Tuesday, September 15, 2015

If eating people is wrong (on film), I don't wanna be right.

At first glance the Sawyer family from The Texas Chainsaw Massacre are not typical monsters. This clan does not transform, The Sawyers do not have super-human abilities or come from a distant universe. In fact, I think it is debatable if they are monsters at all. I had a hard time defining what a monster was in our last assignment. When I started to list all the different "monsters" in my mind, I realized there was not a lot in common from character to character. Jeffrey Jerome Cohen's article "Monster Culture (Seven Theses)" helped me to sort out and make some connections between TCM and monster theory. Cohen defines monstrum  as "that which warns" or "reveals" a "projection". Letherface, Grandpa, Hitchhiker, etc are classics projections of fear, they are the one handed man scraping your car, the Boogeyman, the man in the van offering you candy. lurking in an old farm house in the middle of nowhere, hidden from a modern world. They are literally a mysterious death behind a door. Be scared of the unknown children. As said in thesis 5 "...curiosity is more often punished than rewarded.."
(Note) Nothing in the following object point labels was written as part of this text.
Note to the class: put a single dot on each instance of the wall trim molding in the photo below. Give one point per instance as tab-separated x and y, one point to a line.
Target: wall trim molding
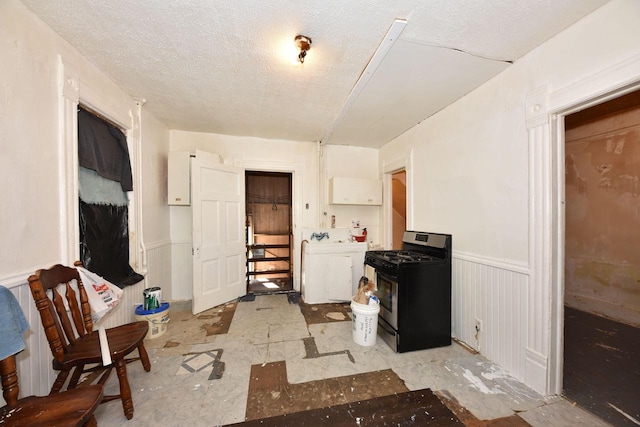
503	264
16	279
159	244
545	110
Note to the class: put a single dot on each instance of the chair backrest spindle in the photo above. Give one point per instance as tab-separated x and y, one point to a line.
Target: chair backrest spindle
63	318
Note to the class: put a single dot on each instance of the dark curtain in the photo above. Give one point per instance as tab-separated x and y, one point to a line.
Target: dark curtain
104	243
104	229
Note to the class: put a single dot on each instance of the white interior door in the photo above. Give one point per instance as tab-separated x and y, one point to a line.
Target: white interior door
219	257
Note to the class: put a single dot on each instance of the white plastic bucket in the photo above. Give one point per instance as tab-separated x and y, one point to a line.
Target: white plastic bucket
158	319
365	323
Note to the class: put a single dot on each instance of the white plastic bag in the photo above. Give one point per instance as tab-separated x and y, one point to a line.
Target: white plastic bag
103	295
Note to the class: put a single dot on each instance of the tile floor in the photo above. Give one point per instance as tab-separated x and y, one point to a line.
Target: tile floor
201	372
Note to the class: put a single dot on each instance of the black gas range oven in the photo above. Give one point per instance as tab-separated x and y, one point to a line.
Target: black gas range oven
414	288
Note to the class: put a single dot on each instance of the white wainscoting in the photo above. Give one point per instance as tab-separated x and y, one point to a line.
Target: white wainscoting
35	373
495	293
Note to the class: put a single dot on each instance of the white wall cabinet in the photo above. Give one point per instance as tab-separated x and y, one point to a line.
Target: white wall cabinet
179	178
355	191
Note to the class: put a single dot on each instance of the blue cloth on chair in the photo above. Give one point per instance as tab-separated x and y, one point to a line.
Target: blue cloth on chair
13	324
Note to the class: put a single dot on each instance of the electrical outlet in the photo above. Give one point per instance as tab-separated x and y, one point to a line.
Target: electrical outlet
478	326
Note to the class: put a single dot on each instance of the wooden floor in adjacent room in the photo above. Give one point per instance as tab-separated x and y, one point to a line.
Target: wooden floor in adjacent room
602	367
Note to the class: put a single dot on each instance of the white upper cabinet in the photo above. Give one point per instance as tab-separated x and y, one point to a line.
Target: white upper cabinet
355	191
179	180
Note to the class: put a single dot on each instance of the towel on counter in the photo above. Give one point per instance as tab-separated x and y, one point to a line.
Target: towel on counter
13	324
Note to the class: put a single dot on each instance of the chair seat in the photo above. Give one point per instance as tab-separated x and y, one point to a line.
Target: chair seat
71	408
122	340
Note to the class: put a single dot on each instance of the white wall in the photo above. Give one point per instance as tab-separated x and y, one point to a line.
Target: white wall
300	158
34	166
155	228
471	179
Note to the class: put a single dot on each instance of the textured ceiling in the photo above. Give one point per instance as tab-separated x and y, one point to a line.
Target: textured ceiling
229	67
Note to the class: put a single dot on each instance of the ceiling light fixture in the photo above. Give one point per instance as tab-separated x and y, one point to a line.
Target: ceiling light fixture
303	43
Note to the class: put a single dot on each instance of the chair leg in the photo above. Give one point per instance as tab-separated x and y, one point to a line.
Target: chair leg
144	357
125	390
59	382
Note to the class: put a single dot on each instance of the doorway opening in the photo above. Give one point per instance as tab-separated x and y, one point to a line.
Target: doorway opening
399	207
269	232
602	259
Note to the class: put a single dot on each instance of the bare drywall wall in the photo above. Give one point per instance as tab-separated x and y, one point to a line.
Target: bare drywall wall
602	255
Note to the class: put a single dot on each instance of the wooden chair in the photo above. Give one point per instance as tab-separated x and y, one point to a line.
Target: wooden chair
74	344
70	408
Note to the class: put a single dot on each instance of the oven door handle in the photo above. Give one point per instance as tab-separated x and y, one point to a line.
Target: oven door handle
388	329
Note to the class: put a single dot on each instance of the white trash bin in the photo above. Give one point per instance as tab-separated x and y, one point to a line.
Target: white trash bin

      Cohen has the view that the monster "always escapes": The Ogre, Alien, Vampires.  TCM has had numerous sequels and reboots. In the original movie Leatherface does not  die, the last shot is a man dancing with his chainsaw. It is explained that that there is a lineage of deviant behavior in the Sawyer line. When Grandpa is brought down we sense these monsters have always been and will always be.
    As Cohen writes on the monster being at, "the gates of difference", it is an obvious point that the victims in TCM represent normal teenagers (at least for their time). Good looking young people going on a trip, trying to have fun. It is the monstrous, redneck yokels (perhaps inbred) robbing graves and cannibalizing these good hear-ted youngsters (pun intended).  The word "Darwinian" is used in the article and how some have tried to pull monsters into normal culture. TCM proves it best to let the dragon lie.